Updated on 2024-10-25 GMT+08:00

Compressing Hive ORC Tables Using ZSTD_JNI

Scenario

ZSTD_JNI is a native implementation of the ZSTD compression algorithm. Compared with ZSTD, ZSTD_JNI has higher compression read/write efficiency and compression ratio, and allows you to specify the compression level as well as the compression mode for data columns in a specific format.

Currently, only ORC tables can be compressed using ASTD_JNI. By contrast, ZSTD enables you to compress tables in the full storage format. Therefore, you are advised to use this feature only when you have high requirements on data compression.

This section applies only to MRS 3.2.0 or later.

Example

  1. Log in to the node where the client is installed as the Hive client installation user.
  2. Run the following command to switch to the client installation directory, for example, /opt/client:

    cd /opt/client

  3. Run the following command to configure environment variables:

    source bigdata_env

  4. Check whether the cluster authentication mode is in security mode.

    • If yes, run the following command to perform user authentication and then go to 5.
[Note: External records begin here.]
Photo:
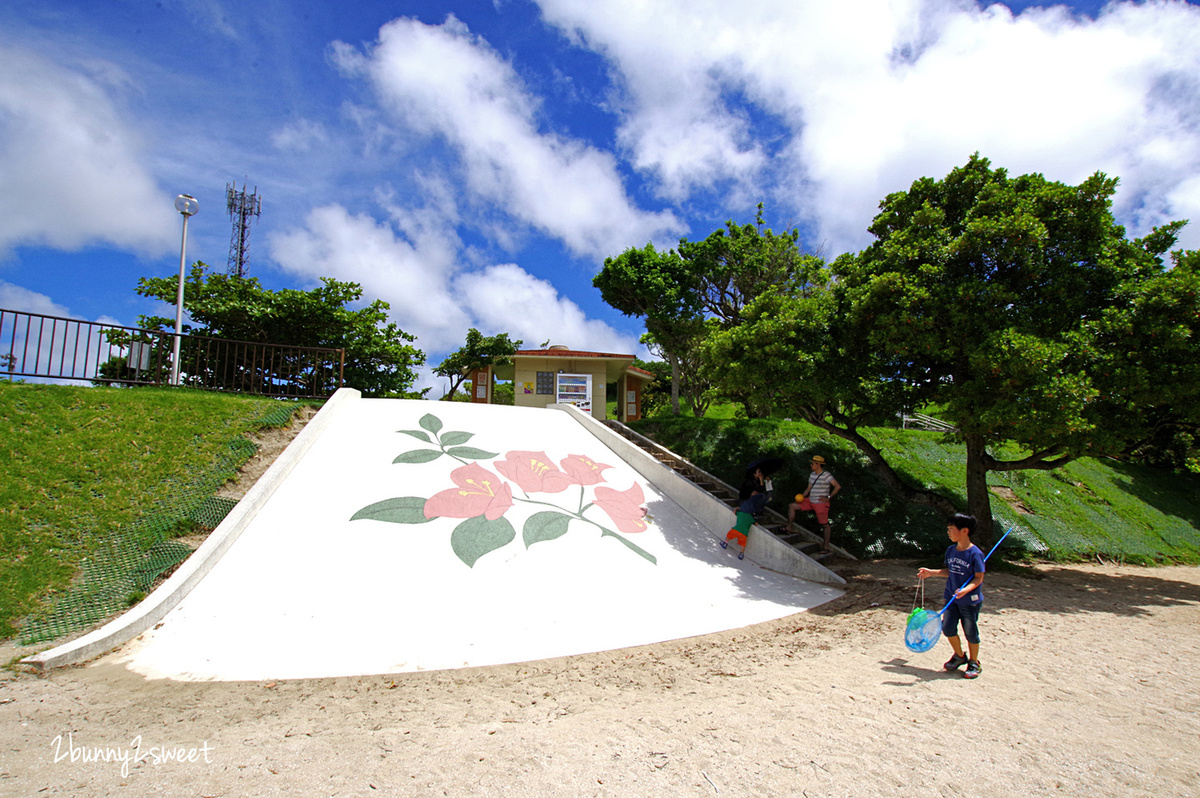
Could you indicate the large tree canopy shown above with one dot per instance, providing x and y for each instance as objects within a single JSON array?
[
  {"x": 660, "y": 288},
  {"x": 1017, "y": 305},
  {"x": 379, "y": 360},
  {"x": 689, "y": 295},
  {"x": 479, "y": 352}
]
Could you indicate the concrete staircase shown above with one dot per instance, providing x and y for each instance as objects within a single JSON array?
[{"x": 774, "y": 522}]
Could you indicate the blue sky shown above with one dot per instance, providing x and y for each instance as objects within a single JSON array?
[{"x": 473, "y": 162}]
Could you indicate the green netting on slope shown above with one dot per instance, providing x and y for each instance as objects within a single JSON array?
[{"x": 120, "y": 570}]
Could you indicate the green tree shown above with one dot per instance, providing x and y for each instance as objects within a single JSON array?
[
  {"x": 379, "y": 360},
  {"x": 1017, "y": 305},
  {"x": 689, "y": 295},
  {"x": 733, "y": 265},
  {"x": 479, "y": 352},
  {"x": 660, "y": 288}
]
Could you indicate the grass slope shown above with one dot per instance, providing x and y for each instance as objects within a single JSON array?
[
  {"x": 87, "y": 467},
  {"x": 1089, "y": 508}
]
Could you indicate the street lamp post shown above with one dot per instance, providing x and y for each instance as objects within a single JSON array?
[{"x": 186, "y": 205}]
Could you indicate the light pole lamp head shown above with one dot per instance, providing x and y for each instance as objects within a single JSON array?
[{"x": 186, "y": 205}]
      kinit Hive service user

    • If no, go to 5.

  5. Run the following command to log in to the Hive client:

    beeline

  6. Create a table in ZSTD_JNI compression format as follows:

    • Run the following example command to set the orc.compress parameter to ZSTD_JNI when using this compression algorithm to create an ORC table:

      create table tab_1(...) stored as orc TBLPROPERTIES("orc.compress"="ZSTD_JNI");

    • The compression level of ZSTD_JNI ranges from 1 to 19. A larger value indicates a higher compression ratio but a slower read/write speed. A smaller value indicates a lower compression ratio but a faster compression speed compared with read/write speed and the other way around. The default value is 6. You can set the compression level through the orc.global.compress.level parameter, as shown in the follows.

      create table tab_1(...) stored as orc TBLPROPERTIES("orc.compress"="ZSTD_JNI", 'orc.global.compress.level'='3');

    • This compression algorithm allows you to compress service data and columns in a specific data format. Currently, data in the following formats is supported: JSON data columns, Base64 data columns, timestamp data columns, and UUID data columns. You can achieve this function by setting the orc.column.compress parameter during table creation.

      The following example code shows how to use ZSTD_JNI to compress data in the JSON, Base64, timestamp, and UUID formats.

      create table test_orc_zstd_jni(f1 int, f2 string, f3 string, f4 string, f5 string) stored as orc

      TBLPROPERTIES('orc.compress'='ZSTD_JNI', 'orc.column.compress'='[{"type":"cjson","columns":"f2"},{"type":"base64","columns":"f3"},{"type ":"gorilla","columns":{"format": "yyyy-MM-dd HH:mm:ss.SSS", "columns": "f4"}},{"type":"uuid","columns":"f5"}]');

      You can insert data in the corresponding format based on the site requirements to further compress the data.